4th Global Experts Meeting on Parkinson′s & Movement Disorders

Quincy J Almeida

Wilfrid Laurier University, Canada

Keynote: J Alzheimers Dis Parkinsonism

DOI: 10.4172/2161-0460-C2-038

Gait and balance deficits are arguably the most debilitating symptoms associated with Parkinson’s Disease (PD), as well as the leading cause of loss of independence and quality of life in PD. One example is the so-called freezing phenomena, in which patients report feeling like their feet are glued to the ground leaving them unable to make their next step. This motor symptom is argued by many to dopa-resistant and often leads to an increased risk of trips and falls. Thus, it is considered one of the most severe gait disorder associated with advanced PD. This presentation will utilize a series of experiments to systematically disentangle the sensory, perceptual, cognitive and emotional processes involved in the planning and control of human walking, in order to enhance our understanding of the underlying mechanisms of the typical motor symptoms seen in PD. Subsequently, these basic science discoveries will be translated into therapeutic interventions that target these mechanisms, with the goal of identifying the most novel and effective rehabilitation strategies recommended for PD.

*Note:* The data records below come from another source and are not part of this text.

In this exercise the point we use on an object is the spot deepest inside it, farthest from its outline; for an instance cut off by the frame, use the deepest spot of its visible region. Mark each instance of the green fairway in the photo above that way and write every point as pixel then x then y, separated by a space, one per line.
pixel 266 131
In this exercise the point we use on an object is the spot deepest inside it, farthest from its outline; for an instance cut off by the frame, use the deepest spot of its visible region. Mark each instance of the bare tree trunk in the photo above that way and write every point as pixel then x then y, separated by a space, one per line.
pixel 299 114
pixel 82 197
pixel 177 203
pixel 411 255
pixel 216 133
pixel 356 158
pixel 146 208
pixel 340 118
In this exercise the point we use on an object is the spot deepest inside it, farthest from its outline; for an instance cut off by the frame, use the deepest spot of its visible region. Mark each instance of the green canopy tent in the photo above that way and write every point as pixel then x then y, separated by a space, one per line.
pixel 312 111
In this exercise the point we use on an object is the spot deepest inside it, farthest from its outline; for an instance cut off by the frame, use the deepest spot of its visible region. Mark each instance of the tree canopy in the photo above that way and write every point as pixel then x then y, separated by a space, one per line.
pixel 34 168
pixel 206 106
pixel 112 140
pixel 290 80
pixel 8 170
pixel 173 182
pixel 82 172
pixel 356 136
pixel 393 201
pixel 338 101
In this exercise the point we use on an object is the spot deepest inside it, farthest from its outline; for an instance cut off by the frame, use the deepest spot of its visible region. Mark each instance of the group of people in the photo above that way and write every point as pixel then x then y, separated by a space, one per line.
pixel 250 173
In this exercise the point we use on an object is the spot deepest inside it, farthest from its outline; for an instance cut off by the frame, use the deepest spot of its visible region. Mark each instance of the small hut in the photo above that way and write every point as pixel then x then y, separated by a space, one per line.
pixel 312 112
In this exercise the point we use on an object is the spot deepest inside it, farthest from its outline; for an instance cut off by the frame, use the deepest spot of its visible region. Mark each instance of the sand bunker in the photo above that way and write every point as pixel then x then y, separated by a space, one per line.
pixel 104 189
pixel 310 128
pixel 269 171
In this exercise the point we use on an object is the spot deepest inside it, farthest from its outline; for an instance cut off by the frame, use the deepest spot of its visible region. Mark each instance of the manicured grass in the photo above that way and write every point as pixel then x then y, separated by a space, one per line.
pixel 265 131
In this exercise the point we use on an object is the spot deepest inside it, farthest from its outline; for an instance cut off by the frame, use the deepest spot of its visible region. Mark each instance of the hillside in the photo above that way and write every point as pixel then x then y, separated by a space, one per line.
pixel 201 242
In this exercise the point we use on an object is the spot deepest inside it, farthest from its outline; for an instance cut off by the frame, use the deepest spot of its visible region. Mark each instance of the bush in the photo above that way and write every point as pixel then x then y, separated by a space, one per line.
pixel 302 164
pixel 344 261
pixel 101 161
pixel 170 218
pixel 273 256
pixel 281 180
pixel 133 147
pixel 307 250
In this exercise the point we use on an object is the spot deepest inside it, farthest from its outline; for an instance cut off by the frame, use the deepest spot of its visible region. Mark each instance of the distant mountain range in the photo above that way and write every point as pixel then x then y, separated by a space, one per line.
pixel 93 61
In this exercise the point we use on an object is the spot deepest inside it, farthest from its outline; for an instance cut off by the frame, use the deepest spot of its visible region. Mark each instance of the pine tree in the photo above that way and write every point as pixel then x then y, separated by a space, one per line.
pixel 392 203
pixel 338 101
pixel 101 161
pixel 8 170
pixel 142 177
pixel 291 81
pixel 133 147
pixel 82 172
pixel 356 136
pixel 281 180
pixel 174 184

Quincy J Almeida is the Director of the Movement Disorders Research and Rehabilitation Centre (MDRC) of Wilfrid Laurier University with more than 100 published articles. He is an Expert in motor control, balance and gait assessment and exercise rehabilitation for parkinson’s disease. He has been awarded the Queen Elizabeth II Diamond Jubilee Medal; the Franklin Henry Young Scientist award for Motor Control in Canada and the Early Career Distinguished Scholar award from the North American Society for the Psychology of Sport and Physical Activity.